Former NY Times reporter Judith Miller’s testimony played a significant role in the case of Scooter Libby both when she originally made it and later when she recanted it. Now that Libby has officially been pardoned, Miller talked to Fox News to explain why she believes this was the right decision.
“I think it’s long overdue,” Miller said. She continued, “Ever since I got out of jail and began trying to look into the details of the Scooter Libby case…I became persuaded that my testimony had been in error and that he, in fact, had done nothing wrong.
“I decided to go back and correct the record in my own book, which I did, and when Scooter Libby was given his law license back a year and a half ago, the judge specifically cited my testimony, the recantation of my testimony, as one of the factors in his decision.”
All of this stems from a note Miller wrote about a conversation with Scooter Libby. She wrote “(wife works in bureau?)” in reference to Joe Wilson’s wife Valerie Plame. That was taken as proof that Libby must of have raised Plame’s work at the CIA. But as Peter Berkowitz explained in a piece for the Wall Street Journal back in 2015, Miller later decided her note probably hadn’t been a reference to Plame’s work at the CIA at all, but was more likely a question about her cover working at the State Department:
Ms. Miller’s new memoir recounts that after her conditions had been met and Mr. Fitzgerald asked the court to release her from jail in September 2005, she was summoned to testify before the grand jury. While Mr. Fitzgerald prepared her, she recalls, his pointed queries led her to believe that a four-word question regarding Joseph Wilson surrounded by parentheses in her notebook—“(wife works in Bureau?)”—proved that Mr. Libby had told her about Ms. Plame’s CIA employment in a June 23, 2003, conversation (well before Mr. Libby’s phone conversation with Russert). She so testified at trial in 2007.
Three years later, Ms. Miller writes, she was reading Ms. Plame’s book, “Fair Game,” and was astonished to learn that while on overseas assignment for the CIA Ms. Plame “had worked at the State Department as cover.” This threw “a new light” on the June 2003 notebook jotting, Ms. Miller says, since the State Department has “bureaus,” while the CIA is organized into “divisions.”…
Mr. Fitzgerald, who had the classified file of Ms. Plame’s service, withheld her State Department cover from Ms. Miller—and from Mr. Libby’s lawyers, who had requested Ms. Plame’s employment history. Despite his constitutional and ethical obligation to provide exculpatory evidence, Mr. Fitzgerald encouraged Ms. Miller to misinterpret her ambiguous notes as showing that Mr. Libby brought up Ms. Plame…

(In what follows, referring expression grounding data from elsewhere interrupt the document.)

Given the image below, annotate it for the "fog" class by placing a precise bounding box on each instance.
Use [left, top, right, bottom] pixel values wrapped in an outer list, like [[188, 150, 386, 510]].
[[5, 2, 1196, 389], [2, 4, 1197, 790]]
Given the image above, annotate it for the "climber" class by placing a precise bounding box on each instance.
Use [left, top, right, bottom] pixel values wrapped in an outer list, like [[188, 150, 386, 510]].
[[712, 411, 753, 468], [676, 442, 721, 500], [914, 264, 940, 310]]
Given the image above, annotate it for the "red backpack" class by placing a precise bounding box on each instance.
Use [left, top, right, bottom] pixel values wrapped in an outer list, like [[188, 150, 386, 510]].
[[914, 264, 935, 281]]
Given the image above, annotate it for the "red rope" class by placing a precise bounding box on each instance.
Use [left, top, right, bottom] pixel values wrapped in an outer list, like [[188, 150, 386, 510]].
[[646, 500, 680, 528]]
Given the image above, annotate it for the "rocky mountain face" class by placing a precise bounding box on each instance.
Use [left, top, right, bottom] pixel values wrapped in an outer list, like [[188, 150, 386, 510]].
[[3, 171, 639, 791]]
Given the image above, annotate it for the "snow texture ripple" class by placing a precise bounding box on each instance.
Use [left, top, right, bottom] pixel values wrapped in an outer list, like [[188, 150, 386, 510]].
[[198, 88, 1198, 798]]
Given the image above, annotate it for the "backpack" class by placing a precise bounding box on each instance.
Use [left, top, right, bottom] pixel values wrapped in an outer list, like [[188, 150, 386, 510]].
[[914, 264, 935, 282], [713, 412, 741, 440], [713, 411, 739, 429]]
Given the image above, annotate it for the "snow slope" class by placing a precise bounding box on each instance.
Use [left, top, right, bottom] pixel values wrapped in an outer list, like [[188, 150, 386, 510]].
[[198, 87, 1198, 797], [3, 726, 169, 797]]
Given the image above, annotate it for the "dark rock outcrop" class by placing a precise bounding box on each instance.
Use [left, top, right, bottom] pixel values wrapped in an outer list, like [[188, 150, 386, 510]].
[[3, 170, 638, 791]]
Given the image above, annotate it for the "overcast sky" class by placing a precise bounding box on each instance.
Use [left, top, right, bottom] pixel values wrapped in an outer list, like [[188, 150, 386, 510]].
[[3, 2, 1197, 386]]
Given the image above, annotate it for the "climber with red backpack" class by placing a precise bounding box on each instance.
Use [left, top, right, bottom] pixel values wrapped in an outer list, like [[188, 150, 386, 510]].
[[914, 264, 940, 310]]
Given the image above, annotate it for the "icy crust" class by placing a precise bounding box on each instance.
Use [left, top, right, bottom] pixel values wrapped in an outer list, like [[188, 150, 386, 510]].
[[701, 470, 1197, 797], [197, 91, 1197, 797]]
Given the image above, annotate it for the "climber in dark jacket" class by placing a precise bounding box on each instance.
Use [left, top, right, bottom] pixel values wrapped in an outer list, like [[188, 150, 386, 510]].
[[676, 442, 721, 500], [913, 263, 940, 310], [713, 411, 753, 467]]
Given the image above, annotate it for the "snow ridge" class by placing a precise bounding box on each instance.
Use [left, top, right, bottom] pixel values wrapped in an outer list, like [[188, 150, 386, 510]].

If Ms. Miller had testified accurately, she would have dealt a severe blow to Mr. Fitzgerald’s central contention that Mr. Libby was lying when he said he was surprised to hear Russert mention Ms. Plame.
Fitzgerald knew all along that someone else, Deputy Secretary of State Richard Armitage, had leaked Plame’s name. Armitage was never charged with anything and an investigation found the leak did no harm to national security. Libby’s conviction hinged largely on Miller’s testimony which should have made her recantation significant. But by the time Miller reconsidered, the media was no longer interested in the case.